報告-2
明日告白すると決めたはいいけど、そのことばかり考えると、きっとまた怖じ気づいて実行できなくなりそうな気がして。
これ以上思い詰めないように、あとは勉強でもして雑念を振り払おうと、再び勉強机に向かったその時だった。
ピンポーンと階下でインターホンの鳴る音が聞こえ、私の耳はそちらに意識が集中した。
聞こえてくるのは、お母さんの愛想のいい上機嫌な笑い声、それにつられて笑う可愛い細い声。
………郁美だ。
私は持っていたシャーペンを叩きつけるように机に置くと、頬を机にペタリとくっつけて大きなため息をついた。
またのろけ話を聞かされるのか。
やはり郁美ののろけ話は何度聞いても辛くて、次第に郁美の存在がうっとおしくなってきた。
でも、今は来てくれてちょうどよかったと思い直す。
やっぱり郁美には言っておくべきだろう。
明日、土橋くんに気持ちを伝えて彼のことを完全にあきらめると言うこと。
そして郁美には、土橋くんをきっぱり諦めるから、もうのろけ話をしに家に来るのをやめてと言うこと。
告白して振られても、郁美がこうやってのろけ話を続ける限り、きっと私は土橋くんを忘れられない。
薄っぺらい友情も、報われない恋も、もう私はいらない。
そう考えると突然の郁美の訪問もタイミングがよかったかもしれない。
私は机からゆっくり顔をあげて、郁美が軽やかに階段を昇る音をじっと聞いていた。
ドアをコンコンとノックする音と同時に息を吸い込み、
「どうぞー」
と、なるべくいつもの調子で声を出した。
ガチャッとドアが少し開くと、郁美は相変わらず可愛い顔をひょこっと出して、
「おじゃまします」
と小さく舌を出した。
郁美は部屋に入ると白いコート脱ぎ、それを簡単にたたんで床に置いた。
そして指定席かのように、ベッドの脇にあるガラステーブルに向かって、ちょこんと座る。
白いオフタートルのニットに、黒いショートパンツ姿の彼女は、華奢な首筋がより強調されて一層女の子らしく見える。
かたや私は、一歩も外に出ていないので、いつものジーンズに黒いカーディガン。
この上なく地味な自分が恥ずかしくなって、わずかな抵抗をするようにカーディガンの袖についていた毛玉を一つつまむ。
やっぱりこの娘に勝てる要素なんて何一つないよなあ、とため息を吐きながらチラチラ郁美の姿を見た。
その時私はなぜか、ふと違和感を感じたけれど、そのときは理由がわからなかった。
「ごめんねぇ、夕飯前に。
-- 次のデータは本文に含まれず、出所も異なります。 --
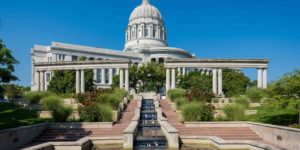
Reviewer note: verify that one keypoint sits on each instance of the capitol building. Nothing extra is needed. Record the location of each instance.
(146, 41)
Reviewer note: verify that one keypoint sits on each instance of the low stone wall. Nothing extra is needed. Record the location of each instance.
(283, 136)
(17, 137)
(130, 132)
(79, 125)
(170, 132)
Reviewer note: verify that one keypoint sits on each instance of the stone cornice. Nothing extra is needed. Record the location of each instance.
(74, 65)
(217, 63)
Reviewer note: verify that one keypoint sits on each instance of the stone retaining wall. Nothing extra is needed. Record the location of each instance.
(17, 137)
(282, 136)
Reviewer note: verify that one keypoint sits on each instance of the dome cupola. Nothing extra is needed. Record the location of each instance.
(145, 28)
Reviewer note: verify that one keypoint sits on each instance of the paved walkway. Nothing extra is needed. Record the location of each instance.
(227, 133)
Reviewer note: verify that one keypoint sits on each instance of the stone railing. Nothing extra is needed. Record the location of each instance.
(170, 132)
(286, 137)
(130, 132)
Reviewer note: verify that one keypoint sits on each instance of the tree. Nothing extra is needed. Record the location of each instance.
(64, 81)
(7, 62)
(133, 77)
(234, 82)
(288, 86)
(151, 76)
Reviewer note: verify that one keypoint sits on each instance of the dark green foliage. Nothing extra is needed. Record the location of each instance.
(60, 112)
(195, 94)
(234, 82)
(279, 111)
(151, 76)
(15, 116)
(243, 101)
(173, 94)
(116, 81)
(288, 86)
(7, 62)
(96, 113)
(134, 77)
(234, 112)
(197, 112)
(255, 94)
(36, 97)
(63, 82)
(12, 91)
(180, 102)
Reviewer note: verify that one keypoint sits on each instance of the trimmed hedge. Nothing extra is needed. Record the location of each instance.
(36, 97)
(60, 112)
(234, 112)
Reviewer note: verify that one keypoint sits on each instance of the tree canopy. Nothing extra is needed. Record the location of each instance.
(7, 63)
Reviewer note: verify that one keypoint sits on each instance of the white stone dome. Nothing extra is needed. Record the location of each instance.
(145, 10)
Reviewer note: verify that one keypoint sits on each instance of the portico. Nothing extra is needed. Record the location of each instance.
(216, 65)
(80, 67)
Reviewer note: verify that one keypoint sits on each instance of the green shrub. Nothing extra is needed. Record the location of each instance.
(175, 93)
(35, 97)
(180, 102)
(234, 112)
(197, 112)
(243, 101)
(96, 113)
(255, 94)
(60, 112)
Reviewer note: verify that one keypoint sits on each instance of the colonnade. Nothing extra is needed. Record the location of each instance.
(217, 78)
(80, 79)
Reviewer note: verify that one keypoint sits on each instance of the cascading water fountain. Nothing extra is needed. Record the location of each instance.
(150, 135)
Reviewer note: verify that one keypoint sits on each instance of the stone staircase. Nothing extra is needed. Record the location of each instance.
(64, 135)
(226, 133)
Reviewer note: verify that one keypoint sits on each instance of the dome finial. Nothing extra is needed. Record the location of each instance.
(145, 1)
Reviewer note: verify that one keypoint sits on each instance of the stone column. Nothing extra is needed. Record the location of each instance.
(259, 78)
(118, 71)
(102, 75)
(42, 81)
(265, 79)
(82, 82)
(121, 79)
(95, 75)
(167, 79)
(110, 72)
(214, 82)
(126, 79)
(173, 84)
(38, 81)
(183, 71)
(77, 81)
(220, 82)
でもさ、どうしても桃子に聞いて欲しくて」
郁美は至極機嫌がいいようで、ニコニコ笑いながら両手を合わせた。
「……私も郁美に聞いて欲しい話があるんだ」
郁美の極上の笑顔とは対照的に、私は神妙な顔で彼女を見つめた。
だがキョトンとした顔で私を見ていた郁美は、
「あー、じゃああたしの話先でいい? すぐ終わるから」
と、私の言葉をサッサと遮った。
私はフウ、と小さく息を吐いてからベッドの上に移動した。
ベッドの上に足を投げ出すように座り、壁にもたれかかるけど、左足の靴下が少し薄くなっていて親指の爪が透けて見えることに気付き、慌てて膝を抱えるように座り直して、足を隠した。